Gazet van Antwerpen Stad en Rand
Restaurant tussen Schelde en eigen tuin
Chef’s Table trekt na verhuizing nog meer de kaart van de eigen tuin
Dimitri Van Berlo en Tanja Veyt verhuisden hun restaurant Chef’s Table naar de overzijde van de straat. Het stel maakte van die verhuizing gebruik om hun concept nog meer uit te diepen. Terroir is hier geen loos woord, zowel op het bord als tegen de muur. De Schelde en de eigen tuin zijn altijd in de buurt.

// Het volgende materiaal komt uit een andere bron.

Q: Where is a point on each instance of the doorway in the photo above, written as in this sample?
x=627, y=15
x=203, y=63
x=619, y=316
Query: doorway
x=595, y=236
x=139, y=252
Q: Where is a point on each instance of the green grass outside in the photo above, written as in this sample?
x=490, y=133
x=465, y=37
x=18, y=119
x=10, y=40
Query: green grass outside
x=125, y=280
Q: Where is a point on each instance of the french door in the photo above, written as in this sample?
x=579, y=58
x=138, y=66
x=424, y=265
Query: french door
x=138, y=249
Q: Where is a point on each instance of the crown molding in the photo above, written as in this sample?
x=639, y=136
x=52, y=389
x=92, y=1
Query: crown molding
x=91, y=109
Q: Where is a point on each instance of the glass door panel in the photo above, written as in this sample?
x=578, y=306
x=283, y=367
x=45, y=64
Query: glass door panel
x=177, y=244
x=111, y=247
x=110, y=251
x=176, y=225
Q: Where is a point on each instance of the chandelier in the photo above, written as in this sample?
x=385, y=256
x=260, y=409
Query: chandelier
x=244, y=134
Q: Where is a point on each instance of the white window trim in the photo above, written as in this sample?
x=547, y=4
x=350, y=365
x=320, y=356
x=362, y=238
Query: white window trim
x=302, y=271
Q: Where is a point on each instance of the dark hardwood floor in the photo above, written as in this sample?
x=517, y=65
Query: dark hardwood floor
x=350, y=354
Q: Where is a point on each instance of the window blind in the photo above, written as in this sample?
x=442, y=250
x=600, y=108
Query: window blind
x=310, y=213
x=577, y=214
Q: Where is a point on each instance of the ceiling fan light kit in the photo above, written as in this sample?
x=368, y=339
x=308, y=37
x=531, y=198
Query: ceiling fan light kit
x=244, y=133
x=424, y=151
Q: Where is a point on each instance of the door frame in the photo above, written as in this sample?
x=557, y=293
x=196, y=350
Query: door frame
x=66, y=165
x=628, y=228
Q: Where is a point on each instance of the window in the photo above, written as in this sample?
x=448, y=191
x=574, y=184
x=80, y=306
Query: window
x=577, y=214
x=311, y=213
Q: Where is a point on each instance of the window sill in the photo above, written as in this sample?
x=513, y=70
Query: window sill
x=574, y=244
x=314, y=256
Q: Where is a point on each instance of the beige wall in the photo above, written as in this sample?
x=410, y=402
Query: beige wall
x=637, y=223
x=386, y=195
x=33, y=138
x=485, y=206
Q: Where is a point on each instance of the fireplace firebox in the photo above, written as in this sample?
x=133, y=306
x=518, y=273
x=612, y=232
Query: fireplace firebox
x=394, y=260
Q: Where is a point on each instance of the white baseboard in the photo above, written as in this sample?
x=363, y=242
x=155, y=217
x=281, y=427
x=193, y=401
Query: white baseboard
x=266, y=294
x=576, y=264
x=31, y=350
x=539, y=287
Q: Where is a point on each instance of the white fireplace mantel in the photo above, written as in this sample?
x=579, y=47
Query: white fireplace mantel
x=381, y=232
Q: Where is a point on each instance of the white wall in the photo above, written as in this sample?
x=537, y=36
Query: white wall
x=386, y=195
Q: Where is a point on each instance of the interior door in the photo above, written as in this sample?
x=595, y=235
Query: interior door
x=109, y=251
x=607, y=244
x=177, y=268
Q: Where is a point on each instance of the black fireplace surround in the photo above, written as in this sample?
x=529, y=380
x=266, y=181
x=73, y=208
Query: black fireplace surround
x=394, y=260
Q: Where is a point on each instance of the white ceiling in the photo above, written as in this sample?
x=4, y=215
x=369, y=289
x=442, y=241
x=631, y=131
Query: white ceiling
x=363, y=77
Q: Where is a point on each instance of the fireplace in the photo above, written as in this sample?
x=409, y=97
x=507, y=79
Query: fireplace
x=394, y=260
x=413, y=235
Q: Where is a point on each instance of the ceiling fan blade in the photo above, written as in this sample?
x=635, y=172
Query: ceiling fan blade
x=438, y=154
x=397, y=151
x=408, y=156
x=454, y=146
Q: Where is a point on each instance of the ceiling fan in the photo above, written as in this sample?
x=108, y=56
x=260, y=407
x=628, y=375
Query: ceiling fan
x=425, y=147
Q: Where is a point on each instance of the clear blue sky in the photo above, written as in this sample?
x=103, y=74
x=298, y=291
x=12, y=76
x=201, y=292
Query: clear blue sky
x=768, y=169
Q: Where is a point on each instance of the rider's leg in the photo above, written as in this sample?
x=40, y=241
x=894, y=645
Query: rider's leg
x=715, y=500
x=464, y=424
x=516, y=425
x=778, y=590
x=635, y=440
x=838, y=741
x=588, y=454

Dimitri en Tanja voelen zich helemaal thuis op ‘hun’ plein. Ze verhuisden van de Koningin Astridlaan naar het Kaaiplein, maar elke Burchtenaar zal zeggen dat ze daarmee gewoon de straat hebben overgestoken. De grote verandering zit hem in de ruil die ze hebben volbracht. Niet alleen is het restaurant Chef’s Table verhuisd, op het oude adres openden ze de groenten- en delicatessenwinkel Culinaire Verwenboetiek. Maar de verhuizing verliep moeizaam. “Het project hield veel meer in dan we eerst dachten. We kochten het pand van café Violetta, maar het smalle gebouw bood geen oplossing voor de verplichte parkings”, vertelt Dimitri. Het stel kocht ook het pand ernaast, een broodjeszaak. “Dat werd veel om te dragen voor ons. Met de hulp van een projectontwikkelaar lukte het allemaal wel, maar het kostte veel meer tijd dan de geplande tweeënhalf jaar.” Achteraan grenst de nieuwbouw aan de tuin van Dimitri en Tanja. “Ja, en daar moest een boom sneuvelen die we 25 jaar geleden samen hebben geplant. Net daarom zochten we naar een tweede leven voor die boom. We hebben hem, met wortels en al, opgehangen in de zaal en er couverts kunstig in verwerkt.”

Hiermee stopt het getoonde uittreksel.